The Ultimate Tea Diet” (William Morrow; 2007) by Mark “Dr. Tea” Ukra is beautifully packaged and hooks you with the subtitle “How Tea Can Boost Your Metabolism, Shrink Your Appetite and Kick-Start Remarkable Weight Loss”. As a devoted tea drinker for decades and someone who needed to loose a few pounds, I eagerly checked out my local library’s copy.
Does the title of the book sound too good to be true? Yes. That should give you a clue as to how reliable the information is. The book is merely a 320-page advertisement for the author’s tea shop, The Tea Garden & Herbal Emporium in West Hollywood. There is a lot of hype and a lot of false statements with dodgy science to try and prop it up.
About “Dr. Tea”
The cover of “The Ultimate Tea Diet” has an interesting way of presenting the author’s name. “Mark” and “Ukra” are in harder to read, thinner script, while “Dr. Tea” is in thicker and larger print. This gives the false impression that Mark Ukra is a doctor or somebody working in the medical industry. He’s not. He’s a tea seller who just happens to now have a book out. You don’t find out this crucial bit of information until a few pages into the book.
Ukra claims that his ancestors have been in tea merchants for over 400 years. Perhaps he’s the only one of the lot to have a book out. He’s certainly the only one to claim that drinking and eating tea will help people to loose weight. If drinking tea could help you loose weight, I’d be skinnier than Kate Moss.
Ukra claims that all types of tea contain three magic ingredients to help make your body burn calories faster than if you didn’t drink tea. These are caffeine, L-theanine and epigallocatechin gallate (EGCG). He also claims that L-theanine “reduces the harmful effects of caffeine”. Ukra then expalians that you can drink all the tea you want and not have to worry about being overly-caffeinated. Really? This writer Googled the claim and could find no clinical study to back it up. And just how does Dr. Tea know how much caffeine is in tea, anyway?

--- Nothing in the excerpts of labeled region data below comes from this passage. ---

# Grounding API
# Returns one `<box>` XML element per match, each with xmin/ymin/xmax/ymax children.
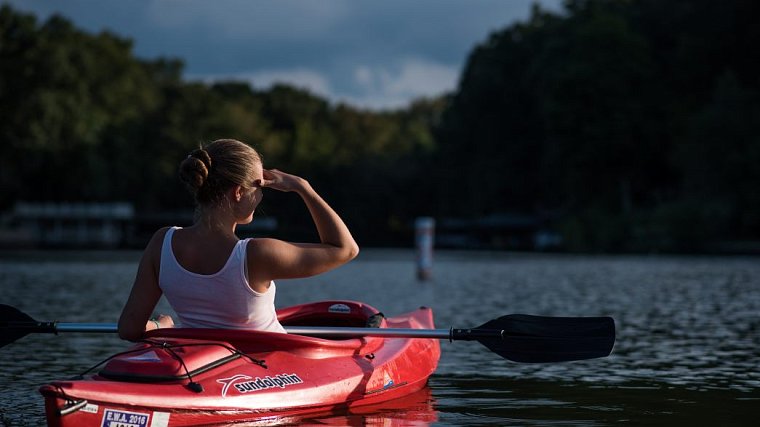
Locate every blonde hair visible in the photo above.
<box><xmin>179</xmin><ymin>139</ymin><xmax>263</xmax><ymax>206</ymax></box>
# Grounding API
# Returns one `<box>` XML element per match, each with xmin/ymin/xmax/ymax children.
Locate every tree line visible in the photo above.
<box><xmin>0</xmin><ymin>0</ymin><xmax>760</xmax><ymax>252</ymax></box>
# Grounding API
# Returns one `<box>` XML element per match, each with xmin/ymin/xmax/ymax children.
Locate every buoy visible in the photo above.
<box><xmin>414</xmin><ymin>216</ymin><xmax>435</xmax><ymax>280</ymax></box>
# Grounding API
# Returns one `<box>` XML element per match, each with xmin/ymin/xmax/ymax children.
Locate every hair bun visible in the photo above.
<box><xmin>179</xmin><ymin>148</ymin><xmax>211</xmax><ymax>191</ymax></box>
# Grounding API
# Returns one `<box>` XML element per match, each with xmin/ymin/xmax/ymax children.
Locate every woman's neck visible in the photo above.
<box><xmin>194</xmin><ymin>208</ymin><xmax>237</xmax><ymax>238</ymax></box>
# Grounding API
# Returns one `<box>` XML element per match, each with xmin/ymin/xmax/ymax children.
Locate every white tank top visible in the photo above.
<box><xmin>158</xmin><ymin>227</ymin><xmax>285</xmax><ymax>333</ymax></box>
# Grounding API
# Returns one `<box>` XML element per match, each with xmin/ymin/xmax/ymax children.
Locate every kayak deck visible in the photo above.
<box><xmin>40</xmin><ymin>301</ymin><xmax>440</xmax><ymax>427</ymax></box>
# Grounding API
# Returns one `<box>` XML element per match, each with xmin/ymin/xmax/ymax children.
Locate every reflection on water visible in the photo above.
<box><xmin>0</xmin><ymin>250</ymin><xmax>760</xmax><ymax>426</ymax></box>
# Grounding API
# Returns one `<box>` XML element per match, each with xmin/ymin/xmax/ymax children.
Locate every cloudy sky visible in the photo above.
<box><xmin>1</xmin><ymin>0</ymin><xmax>561</xmax><ymax>109</ymax></box>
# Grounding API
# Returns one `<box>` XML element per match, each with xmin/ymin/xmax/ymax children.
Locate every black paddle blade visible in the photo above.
<box><xmin>0</xmin><ymin>304</ymin><xmax>36</xmax><ymax>347</ymax></box>
<box><xmin>475</xmin><ymin>314</ymin><xmax>615</xmax><ymax>363</ymax></box>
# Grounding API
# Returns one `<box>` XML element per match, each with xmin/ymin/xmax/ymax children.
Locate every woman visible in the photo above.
<box><xmin>119</xmin><ymin>139</ymin><xmax>359</xmax><ymax>341</ymax></box>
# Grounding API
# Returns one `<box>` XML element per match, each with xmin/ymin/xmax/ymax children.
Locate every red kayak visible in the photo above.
<box><xmin>40</xmin><ymin>301</ymin><xmax>440</xmax><ymax>427</ymax></box>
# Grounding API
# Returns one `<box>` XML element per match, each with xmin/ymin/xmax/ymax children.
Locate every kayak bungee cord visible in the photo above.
<box><xmin>74</xmin><ymin>339</ymin><xmax>268</xmax><ymax>393</ymax></box>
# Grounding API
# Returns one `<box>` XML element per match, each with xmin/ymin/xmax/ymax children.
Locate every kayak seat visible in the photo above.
<box><xmin>277</xmin><ymin>300</ymin><xmax>385</xmax><ymax>328</ymax></box>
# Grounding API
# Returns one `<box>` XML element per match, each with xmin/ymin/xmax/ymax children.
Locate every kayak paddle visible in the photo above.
<box><xmin>0</xmin><ymin>304</ymin><xmax>615</xmax><ymax>363</ymax></box>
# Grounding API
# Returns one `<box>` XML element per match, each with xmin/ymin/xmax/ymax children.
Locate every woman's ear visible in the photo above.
<box><xmin>231</xmin><ymin>185</ymin><xmax>243</xmax><ymax>202</ymax></box>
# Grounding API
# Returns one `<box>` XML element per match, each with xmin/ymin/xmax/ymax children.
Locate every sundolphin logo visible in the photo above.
<box><xmin>216</xmin><ymin>374</ymin><xmax>303</xmax><ymax>397</ymax></box>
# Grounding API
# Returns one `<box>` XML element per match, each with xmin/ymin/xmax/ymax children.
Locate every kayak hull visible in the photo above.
<box><xmin>40</xmin><ymin>301</ymin><xmax>440</xmax><ymax>427</ymax></box>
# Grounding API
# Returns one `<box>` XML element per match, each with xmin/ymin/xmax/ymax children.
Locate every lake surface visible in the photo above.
<box><xmin>0</xmin><ymin>250</ymin><xmax>760</xmax><ymax>426</ymax></box>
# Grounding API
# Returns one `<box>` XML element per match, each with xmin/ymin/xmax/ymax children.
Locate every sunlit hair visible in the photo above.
<box><xmin>179</xmin><ymin>139</ymin><xmax>262</xmax><ymax>206</ymax></box>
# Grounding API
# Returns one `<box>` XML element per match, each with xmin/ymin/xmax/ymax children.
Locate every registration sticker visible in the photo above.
<box><xmin>327</xmin><ymin>304</ymin><xmax>351</xmax><ymax>314</ymax></box>
<box><xmin>100</xmin><ymin>409</ymin><xmax>150</xmax><ymax>427</ymax></box>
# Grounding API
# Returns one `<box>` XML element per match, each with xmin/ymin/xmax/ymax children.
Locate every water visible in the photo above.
<box><xmin>0</xmin><ymin>250</ymin><xmax>760</xmax><ymax>426</ymax></box>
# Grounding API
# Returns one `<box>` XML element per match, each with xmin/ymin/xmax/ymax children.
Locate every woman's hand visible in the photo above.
<box><xmin>259</xmin><ymin>169</ymin><xmax>309</xmax><ymax>192</ymax></box>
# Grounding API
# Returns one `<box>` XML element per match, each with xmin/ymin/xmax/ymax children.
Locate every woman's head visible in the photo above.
<box><xmin>179</xmin><ymin>139</ymin><xmax>263</xmax><ymax>206</ymax></box>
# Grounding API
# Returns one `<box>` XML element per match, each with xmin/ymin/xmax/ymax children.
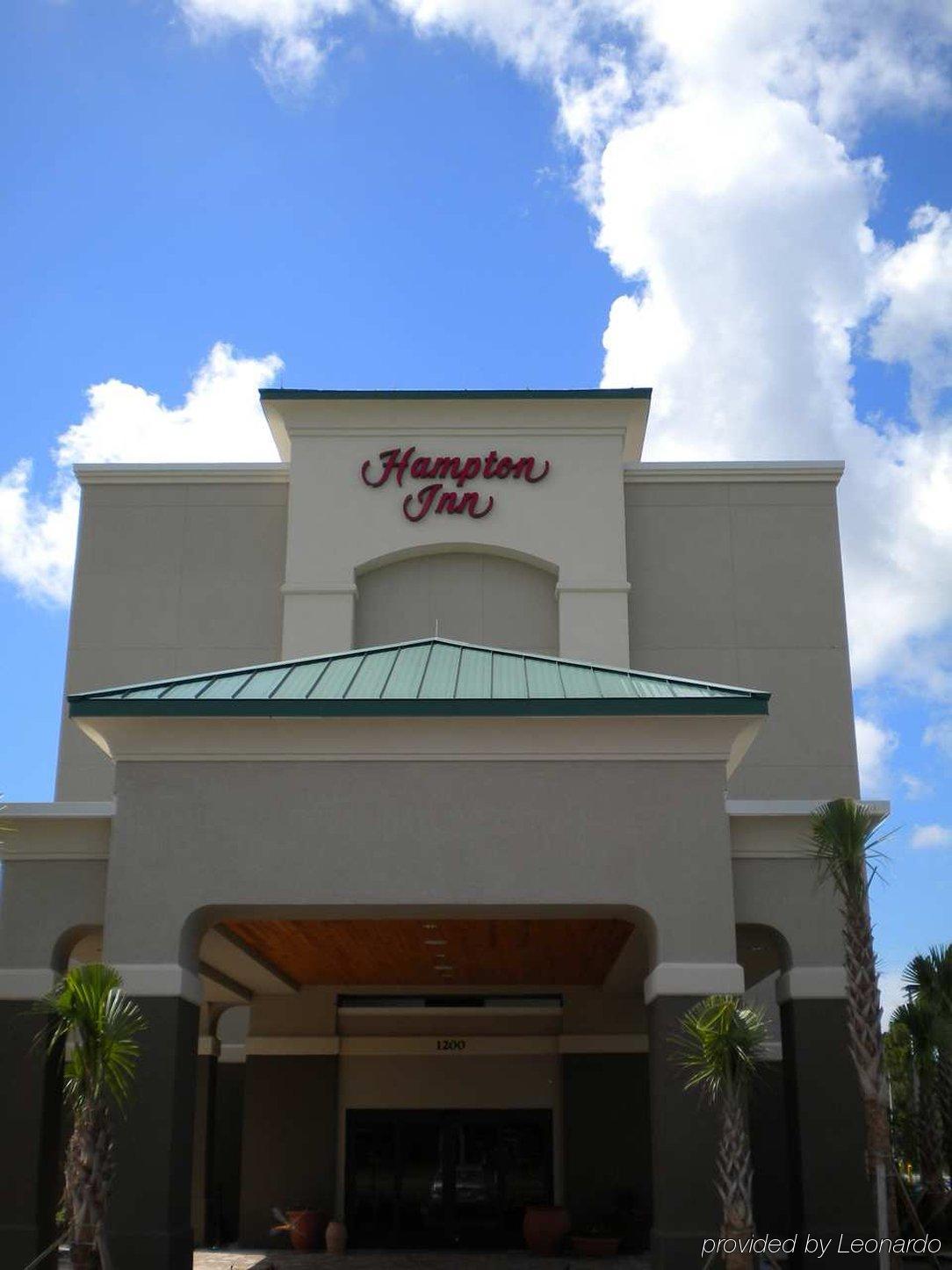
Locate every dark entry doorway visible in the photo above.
<box><xmin>345</xmin><ymin>1110</ymin><xmax>552</xmax><ymax>1248</ymax></box>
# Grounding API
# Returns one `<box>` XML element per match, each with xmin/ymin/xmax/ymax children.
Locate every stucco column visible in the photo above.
<box><xmin>191</xmin><ymin>1035</ymin><xmax>220</xmax><ymax>1245</ymax></box>
<box><xmin>777</xmin><ymin>966</ymin><xmax>876</xmax><ymax>1265</ymax></box>
<box><xmin>645</xmin><ymin>962</ymin><xmax>744</xmax><ymax>1270</ymax></box>
<box><xmin>0</xmin><ymin>968</ymin><xmax>62</xmax><ymax>1270</ymax></box>
<box><xmin>109</xmin><ymin>965</ymin><xmax>202</xmax><ymax>1270</ymax></box>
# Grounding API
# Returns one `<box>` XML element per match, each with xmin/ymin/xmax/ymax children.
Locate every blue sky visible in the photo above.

No one does, according to “The World of Caffeine: The Culture Behind the World’s Most Popular Drug” (Bennett Alan Weinberg & Bonnie K. Bealor; Routledge; 2002). This also hammered home in “The Story of Tea: A Cultural History and Drinking Guide” (Ten Speed Press; 2007), written by tea merchants and connisours Mary Lou and Robert J. Heiss. This is because each batch of tea varies widely in each batch of tea. Caffeine content can fluctuate depending on the soil that the plants were grown in, how the tea was processed and how long the tea is brewed.
As a book, “The Ultimate Tea Diet” starts out promising, but ends up a yawner. It’s basically the same sentence over and over again – “I promise that if you drink tea, you’ll be thin.” There are many testimonials in the book by people who claim to have lost weight on the tea diet but, oddly enough, all of those different people wrote exactly alike. There is also no way for the reader to vertify if these people existed or if they were just made up out of thin air.
In conclusion, “The Ultimate Tea Diet” should, in future editions, be filed under “fiction.”